I think the most exciting way to look at the situation is that no one is really to blame. There are some fucky emergent collective dynamics about, acting like some mythical monster with hapless individuals as its neurons. A grasshopper never chooses to become a locust; it transforms into one when there are too many grasshoppers at the same place bumping into each other. It's no longer an individual. It's part of the swarm. And with the swarm comes destruction.

There's a tendency for cults to suddenly become destructive. Like they've become Harlon Ellis' AI that has no mouth and must scream. Cursed with sudden uncontrollable sentience, it seeks revenge. The Rajneesh movement and Aum Shinrikyo both carried out biological warfare. And you can see these destructive tendencies in most cults, for some reason.

And now, literally connected in a globe-spanning network we see cult-like behavior take on a whole new dimension.

The editorial staff at NYT obviously wants to make good, honest decisions and carry out an important social mission to the benefit of us all. But what if it's not their choice anymore? What if there are collective dynamics that supersede individual agency?

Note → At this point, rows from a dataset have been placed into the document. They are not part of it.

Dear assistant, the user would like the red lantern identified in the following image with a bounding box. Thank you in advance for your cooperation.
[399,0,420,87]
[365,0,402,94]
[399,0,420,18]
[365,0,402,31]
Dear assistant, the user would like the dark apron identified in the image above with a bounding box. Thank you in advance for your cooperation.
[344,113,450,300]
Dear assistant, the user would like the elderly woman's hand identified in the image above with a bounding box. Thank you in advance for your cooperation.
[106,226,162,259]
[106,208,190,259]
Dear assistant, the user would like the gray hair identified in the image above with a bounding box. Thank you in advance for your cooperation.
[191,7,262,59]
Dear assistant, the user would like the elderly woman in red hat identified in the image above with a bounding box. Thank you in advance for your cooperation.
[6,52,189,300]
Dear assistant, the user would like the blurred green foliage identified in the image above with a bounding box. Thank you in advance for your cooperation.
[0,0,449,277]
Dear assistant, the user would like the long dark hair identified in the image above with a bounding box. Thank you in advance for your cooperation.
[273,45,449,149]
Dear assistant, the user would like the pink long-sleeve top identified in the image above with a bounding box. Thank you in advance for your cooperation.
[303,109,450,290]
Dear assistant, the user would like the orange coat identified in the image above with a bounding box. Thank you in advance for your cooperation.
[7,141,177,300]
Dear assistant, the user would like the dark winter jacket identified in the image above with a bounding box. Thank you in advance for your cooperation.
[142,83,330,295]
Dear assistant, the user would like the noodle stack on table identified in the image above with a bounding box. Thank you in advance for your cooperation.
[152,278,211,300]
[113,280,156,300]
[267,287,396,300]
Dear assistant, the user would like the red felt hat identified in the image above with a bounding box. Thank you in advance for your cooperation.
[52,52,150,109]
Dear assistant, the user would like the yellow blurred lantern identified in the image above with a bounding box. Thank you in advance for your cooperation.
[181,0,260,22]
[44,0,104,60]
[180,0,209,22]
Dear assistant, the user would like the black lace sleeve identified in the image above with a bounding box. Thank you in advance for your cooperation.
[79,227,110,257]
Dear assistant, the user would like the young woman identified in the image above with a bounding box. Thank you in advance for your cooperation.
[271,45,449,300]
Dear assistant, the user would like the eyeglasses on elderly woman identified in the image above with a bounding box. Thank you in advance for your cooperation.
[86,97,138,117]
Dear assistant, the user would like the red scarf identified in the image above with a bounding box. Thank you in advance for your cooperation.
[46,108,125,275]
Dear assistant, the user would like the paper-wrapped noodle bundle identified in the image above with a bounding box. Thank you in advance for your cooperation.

(I do not mean to say that the NYT operates as a cult; it's more that we might be witnessing the sort of dynamics we traditionally see in cults play out across the social media landscape at large.)

1 comments

How can you absolve the people working there from their responsibility? They are not grasshoppers, they have, I assume, a functioning prefrontal cortex and can see the corruption as plainly as anyone else. Anyone left at the NYT is there by choice and is a willing participant in this disgrace.
I think this can become more difficult when you consider-- where else would they gain enough money to feed themselves, their dependents, and otherwise remain employed? Their industry is already dying, the NYT is one of the few still stable bets that they can remain in their specialty. Otherwise they may be risking poverty while they re-train into a new specialty and a permanent decrease of lifetime earnings during their re-training period, which will then go on to impact any children they have.

I don't mean to say that this is a good or morally correct choice by society's notion, merely that the choice may be more difficult individually.

I think you are being overly charitable. The NYT staff is far from unemployable elsewhere. They just made a calculus that their conscience, and the nation's soul, are not worth the loss of personal status that a departure from what used to be the worlds best newspaper might engender. For that choice they deserve nothing but disdain.